Adel heran dan agak terkejut mendengar nada sinis Vanda, salah satu dari kedua teman indekosnya, yang baru saja berkata kepada Icha. Vanda memang seperti itu sejak Adel pertama kali mengenal temannya itu setahun lalu saat pindah indekos ke sini. Bicaranya sering sinis dan nyelekit hampir kepada semua orang kecuali Ibu Kos. Temannya itu juga paling tidak peduli kepada penghuni indekos lain. Jadi, bagaimana Vanda bisa nongkrong di sini bersama Icha dan tahu tentang itu?
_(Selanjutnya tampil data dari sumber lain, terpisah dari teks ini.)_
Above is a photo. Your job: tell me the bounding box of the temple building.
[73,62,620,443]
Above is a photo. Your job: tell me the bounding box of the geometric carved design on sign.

Sementara Icha menanggapinya dengan tersenyum tipis agak salah tingkah sambil melirik Adel. Walaupun jarang berinteraksi, tetapi karena bersebelahan kamar, Icha teman indekos paling dekat dengannya. Apa Icha juga tahu? Dua pertanyaan yang cukup mengganggu. Ia berencana menanyakan masalah ini kepada tetangga kamar indekosnya itu saat Vanda sudah tak ada di dekat mereka.

“Dih, pura-pura enggak ngerti dia, Cha. Gayanya aja kayak orang gedongan, bayar utang segitu aja enggak mampu.”